Here is how Alipay+ works in practice: A South Korean visitor to the Philippines can use his/her Kakao Pay wallet to pay at a store that supports Alipay+ by scanning a QR code. Someone from Malaysia can pay at the same store with Touch ‘ Go or Boost, while Filipinos can use the domestic GCash wallet.

Sounds attractive for customers and merchants, but what does Ant get out of it? For now, it collects a fee from each overseas transaction, recurring merchant subscription fees and also sells merchants marketing tools, such as reward programs and services to help companies to develop their own apps.

The jury is still out

The question is how profitable of a business model will this be. Payments, though the foundation of Ant’s fintech empire in mainland China, have never been that profitable for the company. They were necessary to bring customers into the Ant ecosystem. Once customers were in the ecosystem, Ant could offer them higher margin services. Prior to its restructuring, Ant’s profitability in China derived largely from its lucrative consumer banking services, especially lending and wealth management.

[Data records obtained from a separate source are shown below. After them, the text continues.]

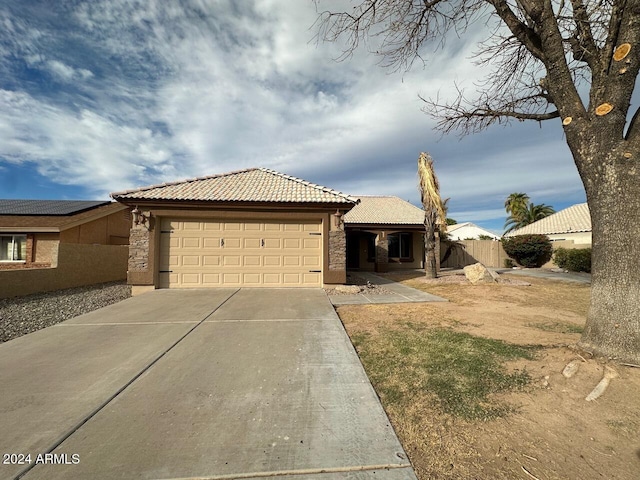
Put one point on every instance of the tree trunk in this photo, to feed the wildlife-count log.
(612, 182)
(430, 262)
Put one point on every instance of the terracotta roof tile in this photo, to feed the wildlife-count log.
(384, 210)
(250, 185)
(573, 219)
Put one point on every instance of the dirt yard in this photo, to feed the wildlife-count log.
(548, 431)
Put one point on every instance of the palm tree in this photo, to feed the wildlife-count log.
(435, 211)
(532, 213)
(516, 203)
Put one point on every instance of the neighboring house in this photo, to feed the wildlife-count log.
(250, 228)
(32, 230)
(468, 231)
(571, 224)
(384, 233)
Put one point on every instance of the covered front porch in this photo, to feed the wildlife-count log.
(384, 249)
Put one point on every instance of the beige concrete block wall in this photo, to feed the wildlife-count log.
(488, 252)
(77, 265)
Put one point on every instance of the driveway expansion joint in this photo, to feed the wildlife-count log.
(307, 471)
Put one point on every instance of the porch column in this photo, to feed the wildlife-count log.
(382, 252)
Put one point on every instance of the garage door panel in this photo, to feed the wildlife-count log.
(311, 243)
(272, 243)
(212, 253)
(291, 243)
(251, 260)
(291, 261)
(212, 226)
(190, 260)
(191, 279)
(192, 225)
(232, 242)
(252, 227)
(231, 278)
(271, 279)
(211, 260)
(251, 243)
(191, 242)
(311, 278)
(211, 242)
(272, 260)
(231, 260)
(211, 279)
(311, 261)
(252, 279)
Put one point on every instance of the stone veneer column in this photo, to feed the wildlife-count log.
(139, 249)
(382, 253)
(337, 250)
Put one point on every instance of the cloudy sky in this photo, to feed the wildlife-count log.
(103, 95)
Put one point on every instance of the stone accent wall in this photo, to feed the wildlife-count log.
(337, 250)
(382, 253)
(139, 249)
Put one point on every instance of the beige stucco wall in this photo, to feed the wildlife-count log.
(145, 239)
(417, 251)
(110, 230)
(45, 248)
(77, 265)
(369, 266)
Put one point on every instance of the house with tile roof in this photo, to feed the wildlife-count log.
(249, 228)
(571, 224)
(32, 230)
(384, 233)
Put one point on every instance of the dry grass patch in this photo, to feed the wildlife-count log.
(474, 386)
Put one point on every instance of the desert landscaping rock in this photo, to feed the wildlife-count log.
(22, 315)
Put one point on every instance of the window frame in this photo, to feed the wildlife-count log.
(13, 248)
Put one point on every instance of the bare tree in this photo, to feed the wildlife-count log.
(434, 212)
(544, 54)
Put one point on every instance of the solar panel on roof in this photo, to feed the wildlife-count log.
(48, 207)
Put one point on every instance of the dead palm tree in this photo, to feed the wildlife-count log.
(434, 209)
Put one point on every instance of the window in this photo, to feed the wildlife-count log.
(13, 248)
(400, 245)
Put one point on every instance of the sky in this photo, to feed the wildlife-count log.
(101, 96)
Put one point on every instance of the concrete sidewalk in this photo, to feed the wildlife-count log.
(399, 293)
(247, 384)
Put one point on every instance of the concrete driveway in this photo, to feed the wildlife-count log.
(185, 384)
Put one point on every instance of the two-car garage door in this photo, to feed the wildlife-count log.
(221, 253)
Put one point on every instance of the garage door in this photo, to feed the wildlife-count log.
(214, 253)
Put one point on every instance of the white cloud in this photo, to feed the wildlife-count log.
(179, 90)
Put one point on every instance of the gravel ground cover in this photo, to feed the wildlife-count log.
(22, 315)
(364, 285)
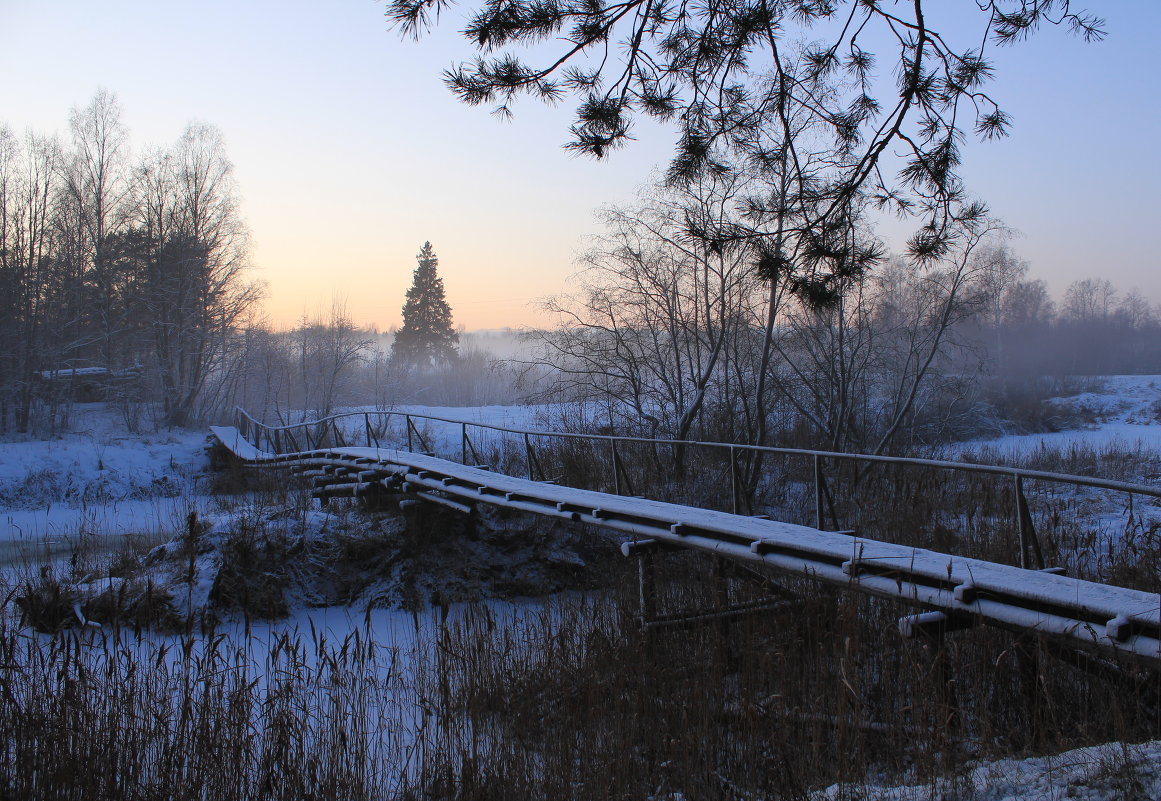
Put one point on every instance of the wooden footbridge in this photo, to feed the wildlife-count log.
(952, 591)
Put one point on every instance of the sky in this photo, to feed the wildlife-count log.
(350, 152)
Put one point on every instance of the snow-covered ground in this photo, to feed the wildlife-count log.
(1125, 413)
(99, 481)
(103, 482)
(1111, 772)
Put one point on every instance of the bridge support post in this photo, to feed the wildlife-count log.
(1030, 553)
(647, 586)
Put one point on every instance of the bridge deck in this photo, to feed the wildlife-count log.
(1113, 619)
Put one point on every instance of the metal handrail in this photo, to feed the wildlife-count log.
(943, 464)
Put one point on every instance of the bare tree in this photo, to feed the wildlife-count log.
(29, 172)
(653, 330)
(98, 186)
(195, 287)
(327, 351)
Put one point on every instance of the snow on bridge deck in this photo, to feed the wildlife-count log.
(1115, 619)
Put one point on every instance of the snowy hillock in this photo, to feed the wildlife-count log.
(265, 562)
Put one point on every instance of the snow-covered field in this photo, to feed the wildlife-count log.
(1125, 413)
(102, 482)
(1112, 772)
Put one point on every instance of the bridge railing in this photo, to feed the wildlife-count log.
(370, 428)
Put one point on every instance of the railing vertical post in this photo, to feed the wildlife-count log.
(733, 478)
(817, 492)
(1029, 543)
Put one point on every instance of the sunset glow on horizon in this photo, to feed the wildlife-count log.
(350, 152)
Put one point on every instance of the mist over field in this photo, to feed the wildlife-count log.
(821, 466)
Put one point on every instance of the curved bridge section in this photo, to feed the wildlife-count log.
(956, 591)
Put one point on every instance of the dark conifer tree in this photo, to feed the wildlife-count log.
(426, 337)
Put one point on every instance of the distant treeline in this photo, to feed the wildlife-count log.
(1094, 329)
(130, 264)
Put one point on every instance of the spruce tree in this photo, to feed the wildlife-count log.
(426, 337)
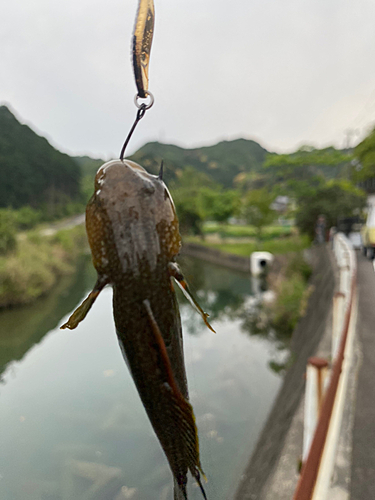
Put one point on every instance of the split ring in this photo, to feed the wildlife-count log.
(149, 105)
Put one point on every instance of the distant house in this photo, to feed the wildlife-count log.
(281, 204)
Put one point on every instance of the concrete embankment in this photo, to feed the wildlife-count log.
(304, 343)
(235, 262)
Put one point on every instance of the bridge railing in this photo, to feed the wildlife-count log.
(326, 382)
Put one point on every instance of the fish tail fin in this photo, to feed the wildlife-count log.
(197, 476)
(183, 414)
(179, 490)
(80, 313)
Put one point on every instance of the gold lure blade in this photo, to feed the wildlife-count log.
(142, 41)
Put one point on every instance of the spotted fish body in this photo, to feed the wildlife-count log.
(133, 233)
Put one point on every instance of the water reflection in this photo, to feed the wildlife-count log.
(23, 327)
(71, 422)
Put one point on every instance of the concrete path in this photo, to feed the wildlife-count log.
(363, 453)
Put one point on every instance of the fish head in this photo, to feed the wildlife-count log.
(131, 217)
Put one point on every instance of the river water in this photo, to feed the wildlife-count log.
(72, 426)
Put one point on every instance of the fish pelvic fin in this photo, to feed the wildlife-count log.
(183, 414)
(81, 311)
(176, 273)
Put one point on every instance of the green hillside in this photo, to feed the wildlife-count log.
(32, 172)
(222, 162)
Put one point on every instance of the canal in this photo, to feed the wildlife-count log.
(71, 422)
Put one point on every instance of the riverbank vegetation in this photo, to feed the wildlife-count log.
(35, 263)
(235, 196)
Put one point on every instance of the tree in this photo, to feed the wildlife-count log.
(218, 204)
(307, 164)
(334, 200)
(8, 231)
(257, 209)
(365, 153)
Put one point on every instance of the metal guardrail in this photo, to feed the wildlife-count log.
(325, 387)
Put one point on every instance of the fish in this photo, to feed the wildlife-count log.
(133, 233)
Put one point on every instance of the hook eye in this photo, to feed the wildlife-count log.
(149, 105)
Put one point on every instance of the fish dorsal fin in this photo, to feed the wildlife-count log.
(81, 311)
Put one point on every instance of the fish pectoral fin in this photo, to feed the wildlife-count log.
(81, 311)
(181, 408)
(175, 272)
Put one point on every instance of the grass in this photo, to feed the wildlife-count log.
(284, 245)
(37, 263)
(234, 231)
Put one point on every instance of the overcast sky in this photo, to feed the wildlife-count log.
(282, 72)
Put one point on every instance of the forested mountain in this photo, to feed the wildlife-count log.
(32, 172)
(222, 162)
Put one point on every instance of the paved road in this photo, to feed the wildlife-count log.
(363, 456)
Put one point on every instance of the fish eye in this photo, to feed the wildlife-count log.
(149, 190)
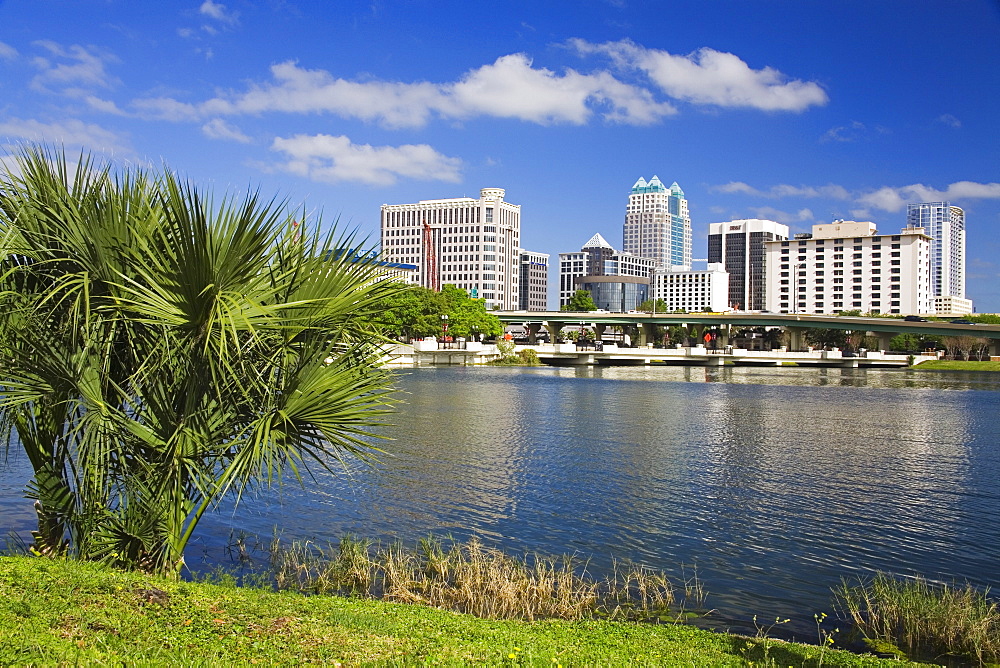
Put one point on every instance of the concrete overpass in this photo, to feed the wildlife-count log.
(697, 323)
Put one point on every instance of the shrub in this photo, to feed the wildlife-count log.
(923, 618)
(529, 357)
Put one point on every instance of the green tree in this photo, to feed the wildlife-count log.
(580, 301)
(468, 317)
(160, 352)
(412, 313)
(416, 312)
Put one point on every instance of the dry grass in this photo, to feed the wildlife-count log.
(924, 619)
(483, 581)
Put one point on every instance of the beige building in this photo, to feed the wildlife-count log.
(693, 290)
(473, 244)
(848, 265)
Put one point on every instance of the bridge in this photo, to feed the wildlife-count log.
(696, 324)
(429, 352)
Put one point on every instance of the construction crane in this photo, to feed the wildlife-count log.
(432, 277)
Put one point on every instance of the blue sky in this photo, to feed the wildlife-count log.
(797, 111)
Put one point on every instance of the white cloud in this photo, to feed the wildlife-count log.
(70, 133)
(949, 120)
(885, 198)
(894, 199)
(831, 191)
(711, 77)
(507, 88)
(166, 109)
(297, 90)
(82, 68)
(219, 129)
(102, 105)
(330, 159)
(219, 12)
(845, 133)
(785, 217)
(511, 88)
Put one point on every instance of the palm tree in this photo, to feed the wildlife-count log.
(159, 352)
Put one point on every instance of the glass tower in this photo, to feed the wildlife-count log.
(657, 223)
(945, 224)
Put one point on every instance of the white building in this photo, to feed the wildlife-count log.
(473, 244)
(946, 306)
(533, 282)
(847, 265)
(739, 246)
(657, 224)
(617, 281)
(693, 290)
(946, 226)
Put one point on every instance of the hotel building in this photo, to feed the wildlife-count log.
(533, 282)
(692, 290)
(739, 246)
(657, 224)
(473, 244)
(847, 265)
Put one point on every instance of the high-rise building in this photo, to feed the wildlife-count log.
(617, 281)
(473, 244)
(739, 246)
(533, 282)
(692, 290)
(846, 266)
(946, 226)
(657, 224)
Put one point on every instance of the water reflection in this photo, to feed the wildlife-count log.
(774, 482)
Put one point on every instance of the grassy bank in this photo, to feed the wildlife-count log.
(956, 365)
(58, 612)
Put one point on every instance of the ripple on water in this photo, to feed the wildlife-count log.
(775, 483)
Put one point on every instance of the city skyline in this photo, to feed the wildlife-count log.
(794, 112)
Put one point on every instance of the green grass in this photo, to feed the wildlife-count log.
(57, 612)
(956, 365)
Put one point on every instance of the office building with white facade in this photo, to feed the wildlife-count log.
(533, 283)
(692, 290)
(473, 244)
(739, 245)
(848, 265)
(657, 223)
(946, 226)
(616, 281)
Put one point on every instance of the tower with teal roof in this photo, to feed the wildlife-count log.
(657, 223)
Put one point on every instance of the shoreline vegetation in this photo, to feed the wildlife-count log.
(58, 611)
(453, 603)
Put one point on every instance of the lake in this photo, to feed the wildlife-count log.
(774, 483)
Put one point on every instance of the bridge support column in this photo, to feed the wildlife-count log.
(647, 333)
(554, 328)
(725, 331)
(796, 340)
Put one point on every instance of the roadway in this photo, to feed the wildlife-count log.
(795, 323)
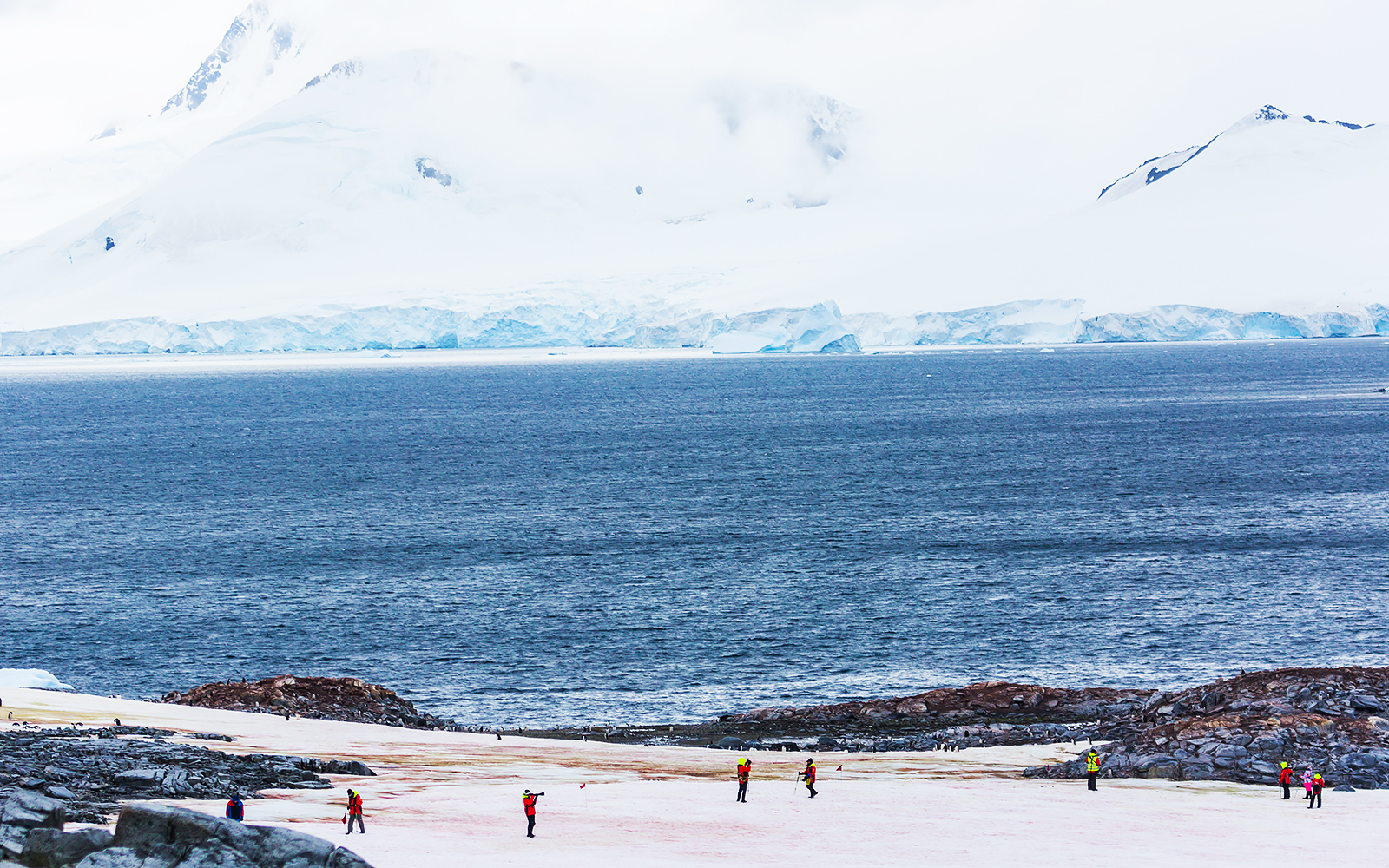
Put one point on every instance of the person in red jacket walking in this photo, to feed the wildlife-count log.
(1285, 778)
(354, 812)
(1316, 792)
(745, 768)
(528, 800)
(809, 777)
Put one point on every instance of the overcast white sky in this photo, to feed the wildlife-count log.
(1032, 104)
(1106, 81)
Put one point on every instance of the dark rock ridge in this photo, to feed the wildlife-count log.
(90, 770)
(985, 700)
(156, 837)
(1242, 728)
(328, 699)
(1333, 720)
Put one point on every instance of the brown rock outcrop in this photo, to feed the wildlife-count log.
(330, 699)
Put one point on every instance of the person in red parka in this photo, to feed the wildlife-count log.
(809, 777)
(528, 800)
(354, 812)
(745, 770)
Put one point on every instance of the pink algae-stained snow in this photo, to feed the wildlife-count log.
(448, 799)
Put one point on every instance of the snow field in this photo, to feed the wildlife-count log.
(442, 799)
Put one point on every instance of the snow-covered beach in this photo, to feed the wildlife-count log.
(444, 798)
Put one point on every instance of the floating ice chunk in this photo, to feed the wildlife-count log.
(31, 678)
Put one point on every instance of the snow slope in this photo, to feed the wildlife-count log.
(1164, 166)
(288, 198)
(442, 793)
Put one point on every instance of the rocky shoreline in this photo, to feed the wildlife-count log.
(156, 837)
(1235, 729)
(328, 699)
(92, 770)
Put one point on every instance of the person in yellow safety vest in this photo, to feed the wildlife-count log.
(745, 768)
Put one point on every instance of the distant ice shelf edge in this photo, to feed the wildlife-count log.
(821, 328)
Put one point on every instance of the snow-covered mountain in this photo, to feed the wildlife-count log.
(1160, 167)
(295, 196)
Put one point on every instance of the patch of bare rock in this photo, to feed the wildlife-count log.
(328, 699)
(1333, 720)
(156, 837)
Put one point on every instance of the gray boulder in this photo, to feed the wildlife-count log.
(1192, 770)
(1162, 770)
(1366, 703)
(146, 826)
(55, 849)
(24, 812)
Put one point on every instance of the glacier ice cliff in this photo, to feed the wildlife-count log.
(821, 328)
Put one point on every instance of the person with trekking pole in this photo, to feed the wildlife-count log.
(809, 775)
(528, 802)
(354, 812)
(1314, 795)
(745, 770)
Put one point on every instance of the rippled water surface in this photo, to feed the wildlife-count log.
(664, 541)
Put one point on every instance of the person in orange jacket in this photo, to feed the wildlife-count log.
(528, 800)
(354, 812)
(1285, 778)
(745, 768)
(810, 777)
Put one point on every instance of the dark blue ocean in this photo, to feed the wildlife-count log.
(666, 541)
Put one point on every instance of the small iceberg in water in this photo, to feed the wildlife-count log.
(31, 678)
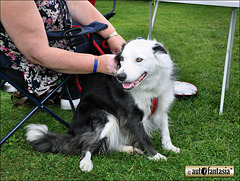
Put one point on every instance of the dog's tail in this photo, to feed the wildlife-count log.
(44, 141)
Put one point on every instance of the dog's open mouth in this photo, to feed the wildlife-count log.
(131, 85)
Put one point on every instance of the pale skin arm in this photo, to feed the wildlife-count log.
(23, 23)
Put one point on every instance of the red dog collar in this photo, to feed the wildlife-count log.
(153, 106)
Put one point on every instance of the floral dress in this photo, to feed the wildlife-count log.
(56, 17)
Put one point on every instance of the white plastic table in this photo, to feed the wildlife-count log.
(227, 3)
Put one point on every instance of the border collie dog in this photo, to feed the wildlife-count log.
(118, 113)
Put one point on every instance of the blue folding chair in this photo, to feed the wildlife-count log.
(39, 104)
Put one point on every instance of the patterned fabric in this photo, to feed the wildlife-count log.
(56, 17)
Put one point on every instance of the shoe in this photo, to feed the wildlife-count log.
(65, 104)
(9, 88)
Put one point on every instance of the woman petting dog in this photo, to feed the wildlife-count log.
(36, 61)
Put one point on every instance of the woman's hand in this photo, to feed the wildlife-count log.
(115, 44)
(107, 64)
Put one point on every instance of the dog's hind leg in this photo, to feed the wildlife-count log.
(100, 144)
(129, 149)
(166, 140)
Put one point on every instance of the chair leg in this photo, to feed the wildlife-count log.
(39, 105)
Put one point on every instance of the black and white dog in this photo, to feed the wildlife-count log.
(118, 115)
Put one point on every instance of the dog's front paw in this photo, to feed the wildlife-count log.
(86, 165)
(157, 157)
(169, 146)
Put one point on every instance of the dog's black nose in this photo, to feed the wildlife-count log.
(121, 76)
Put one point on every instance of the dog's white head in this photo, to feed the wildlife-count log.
(141, 59)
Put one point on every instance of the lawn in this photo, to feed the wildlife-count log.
(196, 37)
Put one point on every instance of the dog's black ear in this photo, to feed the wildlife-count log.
(159, 48)
(118, 56)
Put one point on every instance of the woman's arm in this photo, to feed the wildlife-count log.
(83, 12)
(23, 23)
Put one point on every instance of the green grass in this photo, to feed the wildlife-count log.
(196, 37)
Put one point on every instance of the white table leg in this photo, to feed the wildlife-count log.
(228, 57)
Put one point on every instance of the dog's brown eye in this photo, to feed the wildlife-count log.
(138, 59)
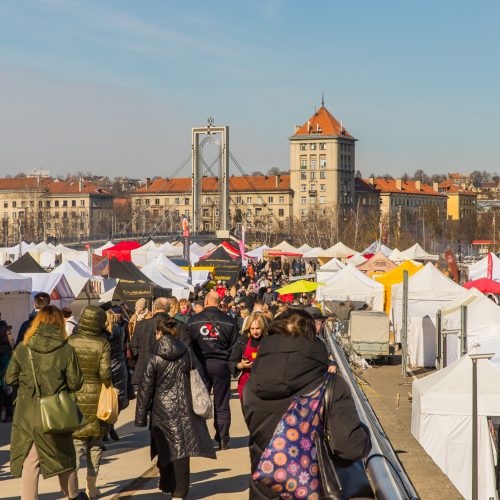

In addition, at least a bit of skepticism about Ant’s prospects is warranted for as long as it grapples with regulatory issues at home. Restructuring has eaten into its profits and valuation alike. Expanding throughout ultra-competitive Southeast Asia will require Ant spend a lot of money.

As Tech Crunch noted in a November report, on the landing page of GCash, users can find an entry to a list of merchant deals provided that they pay with Alipay+. For instance, at Shein’s pop-up store in Manila, Alipay+ offers users a PHP 130 or US$2 discount at checkout. Other Alipay+ partnering wallets across Asia are offering similar perks.

Overall, though Ant has rebranded its erstwhile nameless cross-border payments strategy as “Alipay+,” the question remains how the company will connect the disparate components in a substantive way. To be sure, some of the individual e-wallets in the ecosystem are performing well, and GCash looks set to be one of the paramount players in the Philippines digital financial services market for years to come. It has 71 million users, nearly 2/3 of the Philippines population, and has been EBITDA profitable for several years.

Yet for now it is unclear how being a “payments aggregator” as Ant is calling its business model will ensure the whole of Alipay+ ever amounts to a sum greater than the individual parts.